Тсуна сглотнул. И правда, у всего в этом мире есть причины! Даже у любви к деньгам.

– Я всего лишь хотел его порадовать. А его радовали только деньги. Что плохого в том, что я пытался заработать их любым способом? Чтобы он заметил меня, чтобы быть достойным носить свою фамилию… Я не хотел никого убивать, просто…

– Хотел порадовать отца? – Тсуна вздохнул и приблизился к немцу. Диана рванулась было к нему, но Лия, которая от напряжения уже едва поспевала за ней, снова спасла Хозяина.

– Хотел, чтобы он мной гордился, – прошептал Хоффман и опустил руки. По его щеке скатилась одинокая слеза, а пальцы легли на бежевую гладь ковра.

– Это… я понимаю… Но ведь уважение отца не единственное, ради чего стоит жить. Ты ведь мог стать… настоящим бизнесменом, торговать мирными вещами и зарабатывать большие деньги. Не обязательно было бы убивать столько людей. И можно было бы… нет, ты просто не нашел бы артефакт, не попал бы в Ад!
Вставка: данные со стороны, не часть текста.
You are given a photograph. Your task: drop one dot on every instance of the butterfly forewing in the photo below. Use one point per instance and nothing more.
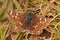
(32, 23)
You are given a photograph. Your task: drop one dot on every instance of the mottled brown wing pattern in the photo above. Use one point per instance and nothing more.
(17, 19)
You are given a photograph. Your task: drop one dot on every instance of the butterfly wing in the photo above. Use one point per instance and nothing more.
(39, 23)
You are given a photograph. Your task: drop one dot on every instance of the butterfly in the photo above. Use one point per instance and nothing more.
(30, 22)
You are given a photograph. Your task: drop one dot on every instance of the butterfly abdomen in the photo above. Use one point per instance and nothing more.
(29, 18)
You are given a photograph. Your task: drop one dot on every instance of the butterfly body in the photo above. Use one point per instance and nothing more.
(29, 18)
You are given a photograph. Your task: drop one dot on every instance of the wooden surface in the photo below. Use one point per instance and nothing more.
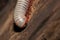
(44, 25)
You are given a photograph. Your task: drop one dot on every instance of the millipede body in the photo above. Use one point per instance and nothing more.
(20, 12)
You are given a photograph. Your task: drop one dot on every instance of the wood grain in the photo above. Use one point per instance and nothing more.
(44, 25)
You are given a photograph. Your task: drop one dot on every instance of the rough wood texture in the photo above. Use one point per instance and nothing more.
(44, 25)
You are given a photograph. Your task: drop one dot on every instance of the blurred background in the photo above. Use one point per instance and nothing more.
(44, 24)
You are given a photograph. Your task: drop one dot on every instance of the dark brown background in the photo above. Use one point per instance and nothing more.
(44, 25)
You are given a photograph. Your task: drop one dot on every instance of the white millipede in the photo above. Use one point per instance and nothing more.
(20, 11)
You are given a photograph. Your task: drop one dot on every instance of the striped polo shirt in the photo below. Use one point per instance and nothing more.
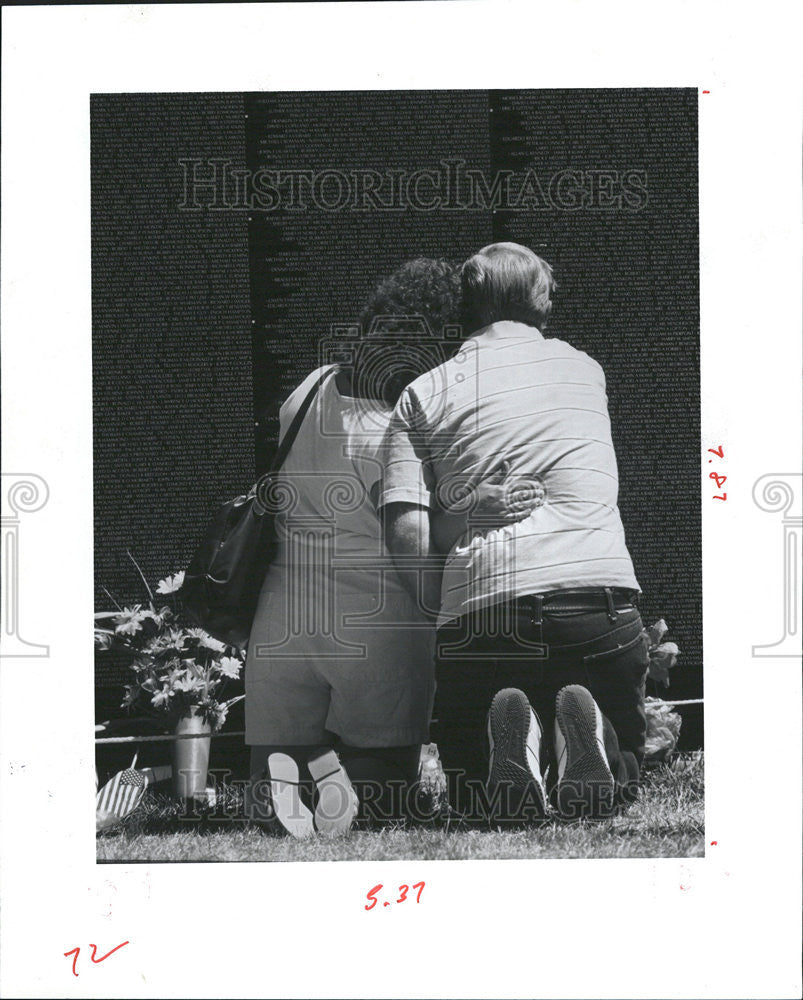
(511, 395)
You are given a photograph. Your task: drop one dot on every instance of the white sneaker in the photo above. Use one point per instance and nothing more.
(291, 812)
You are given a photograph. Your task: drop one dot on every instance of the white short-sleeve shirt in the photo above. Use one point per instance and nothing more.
(511, 395)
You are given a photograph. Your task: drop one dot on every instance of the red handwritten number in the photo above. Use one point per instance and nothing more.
(75, 951)
(93, 957)
(103, 958)
(370, 895)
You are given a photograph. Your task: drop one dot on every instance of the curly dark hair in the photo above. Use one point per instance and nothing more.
(402, 327)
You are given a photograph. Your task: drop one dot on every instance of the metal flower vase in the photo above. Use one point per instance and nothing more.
(191, 756)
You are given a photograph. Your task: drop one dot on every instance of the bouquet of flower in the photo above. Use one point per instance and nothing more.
(179, 670)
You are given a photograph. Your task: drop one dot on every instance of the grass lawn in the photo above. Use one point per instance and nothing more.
(665, 822)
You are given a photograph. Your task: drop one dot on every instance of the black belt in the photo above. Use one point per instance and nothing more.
(592, 599)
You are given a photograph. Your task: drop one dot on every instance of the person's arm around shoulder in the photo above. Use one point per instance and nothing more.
(405, 501)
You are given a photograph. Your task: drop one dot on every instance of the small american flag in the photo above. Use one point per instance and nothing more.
(121, 795)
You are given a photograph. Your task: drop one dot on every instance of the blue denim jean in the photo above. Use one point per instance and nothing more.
(523, 644)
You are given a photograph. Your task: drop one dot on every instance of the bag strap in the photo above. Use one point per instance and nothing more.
(291, 433)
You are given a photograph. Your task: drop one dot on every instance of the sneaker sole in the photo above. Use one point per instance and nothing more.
(586, 790)
(337, 800)
(290, 811)
(508, 728)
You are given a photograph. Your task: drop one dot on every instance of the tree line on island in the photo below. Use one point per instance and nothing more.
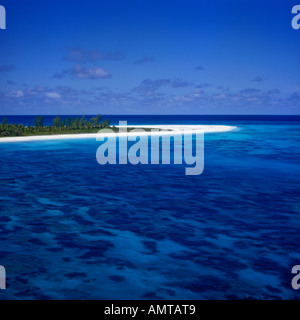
(59, 126)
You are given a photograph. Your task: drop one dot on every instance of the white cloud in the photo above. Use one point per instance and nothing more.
(53, 95)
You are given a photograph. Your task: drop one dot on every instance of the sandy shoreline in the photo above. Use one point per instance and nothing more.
(169, 129)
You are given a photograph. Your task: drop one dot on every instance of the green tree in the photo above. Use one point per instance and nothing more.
(38, 122)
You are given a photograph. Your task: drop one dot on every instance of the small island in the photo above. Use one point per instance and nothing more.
(67, 126)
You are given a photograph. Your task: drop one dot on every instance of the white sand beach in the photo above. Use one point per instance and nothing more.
(158, 130)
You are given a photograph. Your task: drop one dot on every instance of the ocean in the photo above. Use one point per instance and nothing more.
(73, 229)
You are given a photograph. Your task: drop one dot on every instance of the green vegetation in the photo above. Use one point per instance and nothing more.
(59, 126)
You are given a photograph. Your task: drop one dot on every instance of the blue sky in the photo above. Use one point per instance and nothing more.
(149, 57)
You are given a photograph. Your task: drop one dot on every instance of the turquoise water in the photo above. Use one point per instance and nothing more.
(72, 229)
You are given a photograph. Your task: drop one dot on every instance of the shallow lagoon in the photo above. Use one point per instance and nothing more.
(72, 229)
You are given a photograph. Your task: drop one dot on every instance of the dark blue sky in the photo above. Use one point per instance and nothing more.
(149, 57)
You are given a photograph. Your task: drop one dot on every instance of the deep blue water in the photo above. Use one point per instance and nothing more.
(72, 229)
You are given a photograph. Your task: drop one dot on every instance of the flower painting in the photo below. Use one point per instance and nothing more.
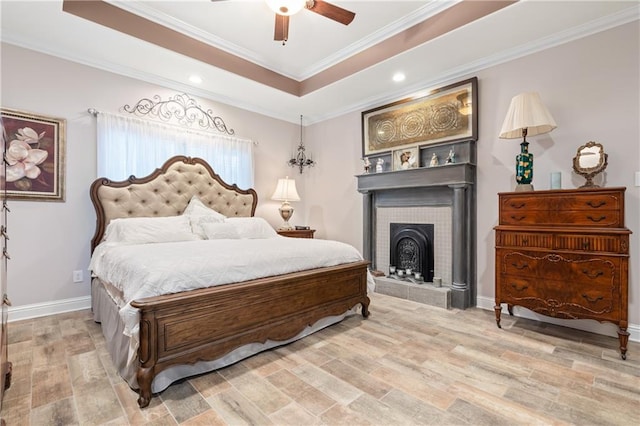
(33, 147)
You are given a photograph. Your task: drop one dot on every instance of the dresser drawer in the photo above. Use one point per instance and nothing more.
(600, 218)
(524, 239)
(579, 208)
(592, 243)
(516, 264)
(550, 297)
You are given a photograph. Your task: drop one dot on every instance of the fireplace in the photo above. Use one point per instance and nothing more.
(411, 247)
(431, 193)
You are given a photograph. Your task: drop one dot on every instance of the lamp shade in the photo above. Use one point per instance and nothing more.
(286, 190)
(526, 111)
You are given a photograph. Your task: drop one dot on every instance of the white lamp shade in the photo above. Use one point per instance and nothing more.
(527, 111)
(286, 7)
(286, 190)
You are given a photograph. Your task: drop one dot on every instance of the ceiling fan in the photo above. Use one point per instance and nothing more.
(286, 8)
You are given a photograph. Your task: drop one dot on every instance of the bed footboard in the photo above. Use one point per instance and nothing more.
(203, 325)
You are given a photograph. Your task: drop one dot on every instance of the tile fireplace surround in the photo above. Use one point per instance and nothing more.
(449, 185)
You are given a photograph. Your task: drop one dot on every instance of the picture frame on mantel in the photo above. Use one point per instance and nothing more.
(35, 155)
(446, 114)
(406, 158)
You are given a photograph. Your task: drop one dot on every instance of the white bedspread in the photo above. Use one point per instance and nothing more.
(144, 270)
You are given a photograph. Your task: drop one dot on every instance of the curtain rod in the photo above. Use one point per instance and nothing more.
(94, 112)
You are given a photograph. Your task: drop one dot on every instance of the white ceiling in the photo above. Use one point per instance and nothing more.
(245, 29)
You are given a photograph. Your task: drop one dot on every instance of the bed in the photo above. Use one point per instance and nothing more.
(220, 316)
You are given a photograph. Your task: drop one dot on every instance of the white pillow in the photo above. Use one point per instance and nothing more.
(199, 214)
(220, 230)
(142, 230)
(252, 227)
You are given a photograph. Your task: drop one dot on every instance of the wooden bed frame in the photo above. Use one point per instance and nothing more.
(205, 324)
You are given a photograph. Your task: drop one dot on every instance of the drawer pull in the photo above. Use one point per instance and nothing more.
(592, 275)
(601, 218)
(592, 299)
(520, 266)
(517, 287)
(596, 205)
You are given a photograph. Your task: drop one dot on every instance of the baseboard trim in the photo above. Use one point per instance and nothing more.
(79, 303)
(49, 308)
(592, 326)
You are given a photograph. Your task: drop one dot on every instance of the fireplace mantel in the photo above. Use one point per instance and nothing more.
(445, 175)
(445, 185)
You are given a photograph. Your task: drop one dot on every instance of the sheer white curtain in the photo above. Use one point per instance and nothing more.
(132, 146)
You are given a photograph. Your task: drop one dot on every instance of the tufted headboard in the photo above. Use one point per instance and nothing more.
(166, 192)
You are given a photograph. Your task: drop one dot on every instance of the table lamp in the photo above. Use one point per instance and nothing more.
(285, 192)
(527, 115)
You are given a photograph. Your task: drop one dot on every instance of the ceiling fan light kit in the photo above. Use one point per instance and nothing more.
(286, 7)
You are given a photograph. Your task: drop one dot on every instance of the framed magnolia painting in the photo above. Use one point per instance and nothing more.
(446, 114)
(34, 147)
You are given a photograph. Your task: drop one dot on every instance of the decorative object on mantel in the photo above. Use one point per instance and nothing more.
(527, 115)
(406, 158)
(589, 161)
(434, 160)
(285, 192)
(446, 114)
(301, 160)
(180, 107)
(35, 156)
(451, 158)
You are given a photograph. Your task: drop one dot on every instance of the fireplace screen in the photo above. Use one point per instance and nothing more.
(412, 247)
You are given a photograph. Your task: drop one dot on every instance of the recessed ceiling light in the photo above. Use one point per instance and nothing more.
(397, 77)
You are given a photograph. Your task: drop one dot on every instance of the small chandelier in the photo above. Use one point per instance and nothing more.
(300, 160)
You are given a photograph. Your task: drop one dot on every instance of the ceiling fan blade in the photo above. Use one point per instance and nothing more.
(332, 11)
(281, 30)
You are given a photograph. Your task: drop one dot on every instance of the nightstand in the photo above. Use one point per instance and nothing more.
(296, 233)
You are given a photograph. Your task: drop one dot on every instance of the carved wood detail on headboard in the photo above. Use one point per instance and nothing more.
(167, 192)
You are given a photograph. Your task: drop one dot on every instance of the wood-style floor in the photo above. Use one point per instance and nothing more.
(407, 364)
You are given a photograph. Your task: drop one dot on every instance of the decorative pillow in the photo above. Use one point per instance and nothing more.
(142, 230)
(220, 230)
(252, 227)
(199, 214)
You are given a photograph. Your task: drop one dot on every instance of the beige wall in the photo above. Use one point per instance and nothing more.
(51, 239)
(590, 88)
(592, 91)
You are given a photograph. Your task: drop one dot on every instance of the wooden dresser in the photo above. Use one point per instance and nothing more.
(565, 254)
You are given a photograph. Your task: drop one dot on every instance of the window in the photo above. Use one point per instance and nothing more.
(130, 146)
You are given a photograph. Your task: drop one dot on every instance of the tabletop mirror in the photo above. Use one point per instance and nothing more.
(589, 161)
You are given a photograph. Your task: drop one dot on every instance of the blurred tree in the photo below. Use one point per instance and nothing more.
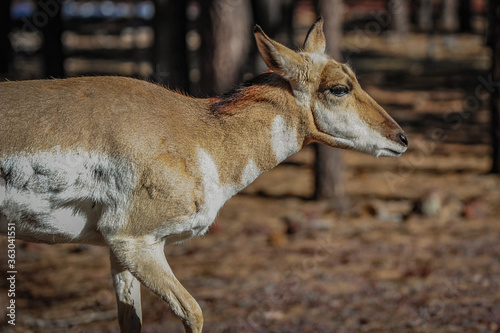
(464, 13)
(226, 37)
(51, 27)
(400, 9)
(425, 14)
(329, 180)
(494, 81)
(450, 15)
(170, 51)
(5, 47)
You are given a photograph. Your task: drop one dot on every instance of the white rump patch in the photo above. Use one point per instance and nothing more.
(283, 140)
(58, 196)
(250, 173)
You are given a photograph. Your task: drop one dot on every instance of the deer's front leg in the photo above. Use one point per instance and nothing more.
(128, 297)
(147, 263)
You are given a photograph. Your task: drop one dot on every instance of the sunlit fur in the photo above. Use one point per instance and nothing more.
(131, 165)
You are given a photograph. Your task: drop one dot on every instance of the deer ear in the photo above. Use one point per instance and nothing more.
(315, 39)
(278, 57)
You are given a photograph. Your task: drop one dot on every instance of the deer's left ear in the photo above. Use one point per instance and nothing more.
(315, 39)
(278, 57)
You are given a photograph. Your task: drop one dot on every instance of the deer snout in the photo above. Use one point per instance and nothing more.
(402, 139)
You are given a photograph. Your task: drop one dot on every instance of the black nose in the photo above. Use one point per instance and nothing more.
(403, 139)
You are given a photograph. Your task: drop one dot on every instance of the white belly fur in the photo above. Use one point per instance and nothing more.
(60, 196)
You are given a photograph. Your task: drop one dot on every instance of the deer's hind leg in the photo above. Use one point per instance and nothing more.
(148, 264)
(128, 297)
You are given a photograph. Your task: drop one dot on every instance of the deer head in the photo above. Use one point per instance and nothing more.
(341, 114)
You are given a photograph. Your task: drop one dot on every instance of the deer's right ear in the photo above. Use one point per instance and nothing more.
(278, 57)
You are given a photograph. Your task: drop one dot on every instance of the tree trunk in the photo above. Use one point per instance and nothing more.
(400, 9)
(425, 14)
(450, 15)
(226, 43)
(329, 168)
(170, 51)
(52, 48)
(494, 41)
(5, 47)
(464, 13)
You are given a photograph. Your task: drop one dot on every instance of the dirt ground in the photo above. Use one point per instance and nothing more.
(417, 251)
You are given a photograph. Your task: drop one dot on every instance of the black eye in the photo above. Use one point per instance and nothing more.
(339, 90)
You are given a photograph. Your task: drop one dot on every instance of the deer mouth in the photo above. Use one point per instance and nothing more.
(389, 152)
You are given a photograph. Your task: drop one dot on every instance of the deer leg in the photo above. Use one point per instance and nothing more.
(128, 297)
(147, 263)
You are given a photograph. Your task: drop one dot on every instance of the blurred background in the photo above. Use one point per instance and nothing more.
(329, 241)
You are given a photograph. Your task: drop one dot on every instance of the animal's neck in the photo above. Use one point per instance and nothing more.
(260, 125)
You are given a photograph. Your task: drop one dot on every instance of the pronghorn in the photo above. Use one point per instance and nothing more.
(132, 165)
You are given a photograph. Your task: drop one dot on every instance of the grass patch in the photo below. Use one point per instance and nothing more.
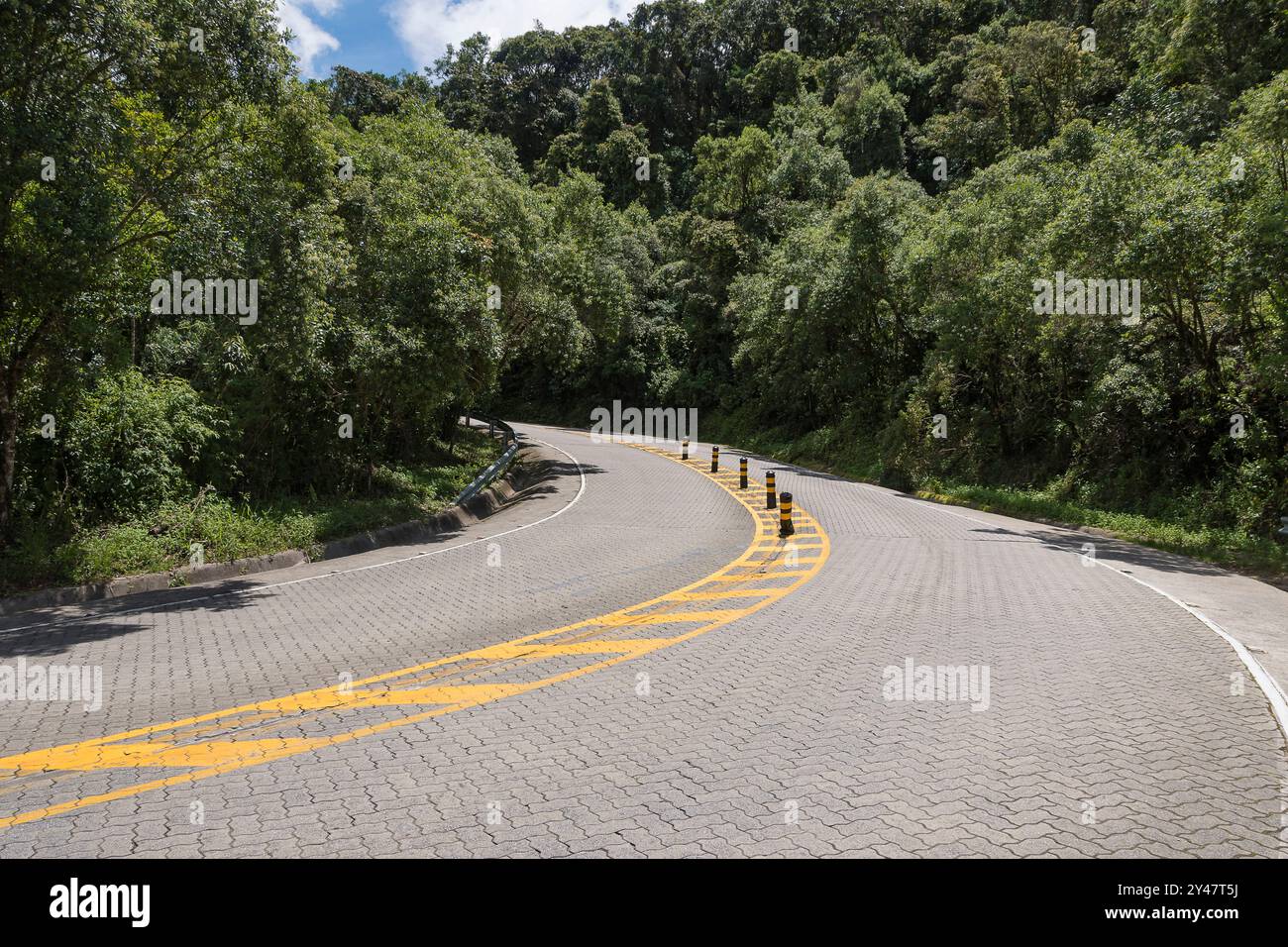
(842, 454)
(1224, 547)
(161, 540)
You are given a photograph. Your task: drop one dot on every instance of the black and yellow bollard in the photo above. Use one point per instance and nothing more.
(785, 515)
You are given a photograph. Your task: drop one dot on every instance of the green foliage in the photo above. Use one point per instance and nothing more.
(514, 174)
(138, 442)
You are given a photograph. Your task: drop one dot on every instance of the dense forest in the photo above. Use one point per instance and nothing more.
(797, 215)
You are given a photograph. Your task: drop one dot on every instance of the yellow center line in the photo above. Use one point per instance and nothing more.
(438, 685)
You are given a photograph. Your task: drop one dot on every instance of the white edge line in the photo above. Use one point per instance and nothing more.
(581, 488)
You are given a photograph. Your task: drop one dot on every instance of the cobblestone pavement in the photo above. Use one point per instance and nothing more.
(1090, 715)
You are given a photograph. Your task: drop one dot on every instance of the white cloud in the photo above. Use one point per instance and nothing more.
(310, 40)
(426, 26)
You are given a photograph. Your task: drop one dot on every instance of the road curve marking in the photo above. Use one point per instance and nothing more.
(95, 616)
(224, 741)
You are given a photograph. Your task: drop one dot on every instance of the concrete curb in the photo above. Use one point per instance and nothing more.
(481, 505)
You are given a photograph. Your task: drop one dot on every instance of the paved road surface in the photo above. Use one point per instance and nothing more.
(627, 661)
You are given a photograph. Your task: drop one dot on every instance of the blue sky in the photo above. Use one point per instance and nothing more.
(391, 35)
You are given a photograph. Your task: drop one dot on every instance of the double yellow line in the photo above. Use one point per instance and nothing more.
(219, 742)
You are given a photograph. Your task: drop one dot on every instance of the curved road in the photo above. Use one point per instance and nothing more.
(627, 661)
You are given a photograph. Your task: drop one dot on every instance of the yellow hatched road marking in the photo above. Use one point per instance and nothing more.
(162, 745)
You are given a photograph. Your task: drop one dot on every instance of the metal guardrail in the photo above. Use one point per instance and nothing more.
(497, 467)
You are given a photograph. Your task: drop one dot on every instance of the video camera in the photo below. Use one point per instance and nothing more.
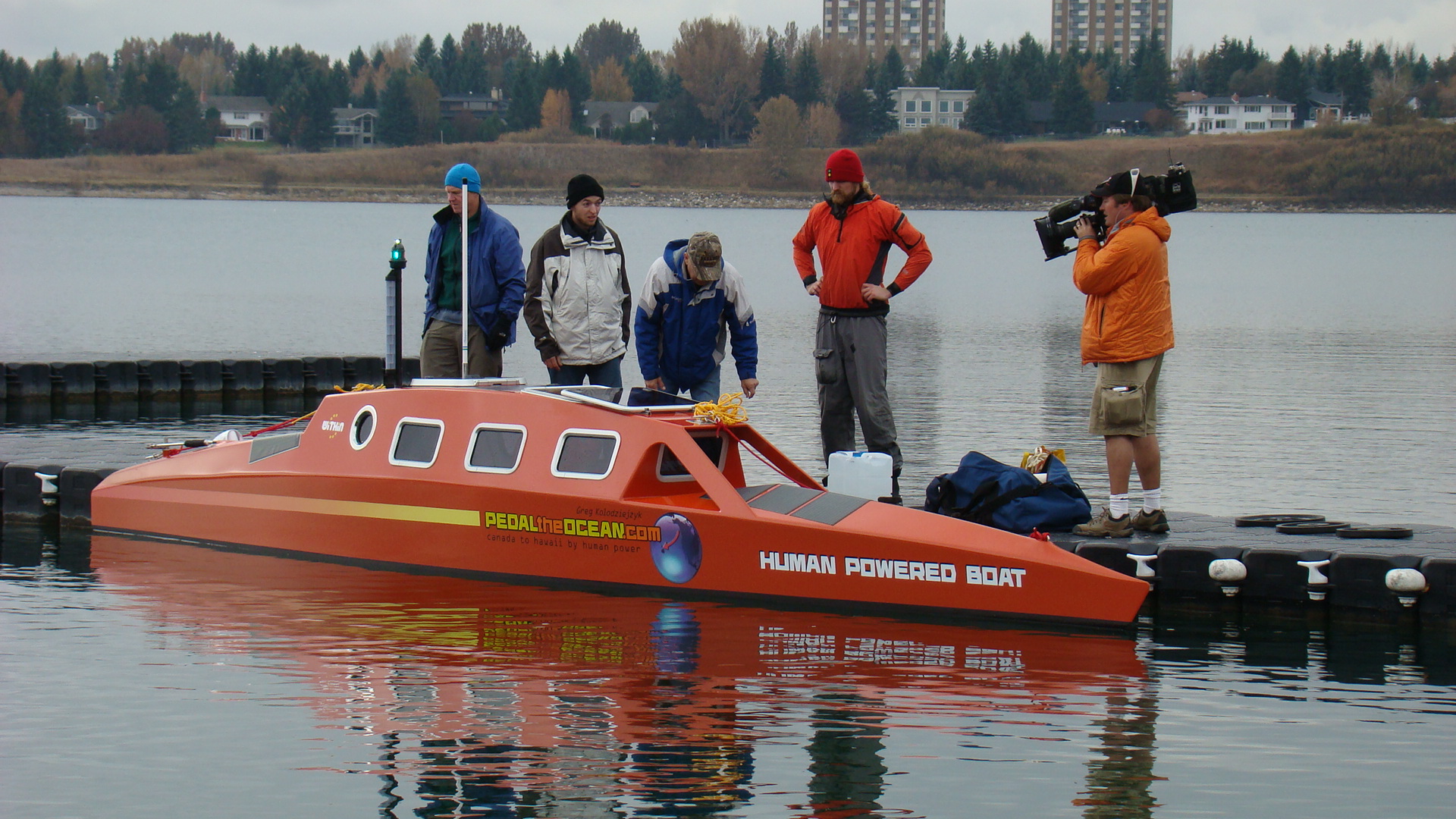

– Уже поздно… – обреченно.

– Никогда не поздно! – воодушевленно.

Немец поднял взгляд и с надежной воззрился на Саваду – как на Мессию, как на пророка, как на несущего свет в темноту! Почти с обожанием, но и толикой недоверия.

– Конечно, надо только захотеть всё изменить, – улыбнулся добрый Десятый босс Вонголы и присел рядом с врагом, наконец-то увидевшем свет в конце тоннеля.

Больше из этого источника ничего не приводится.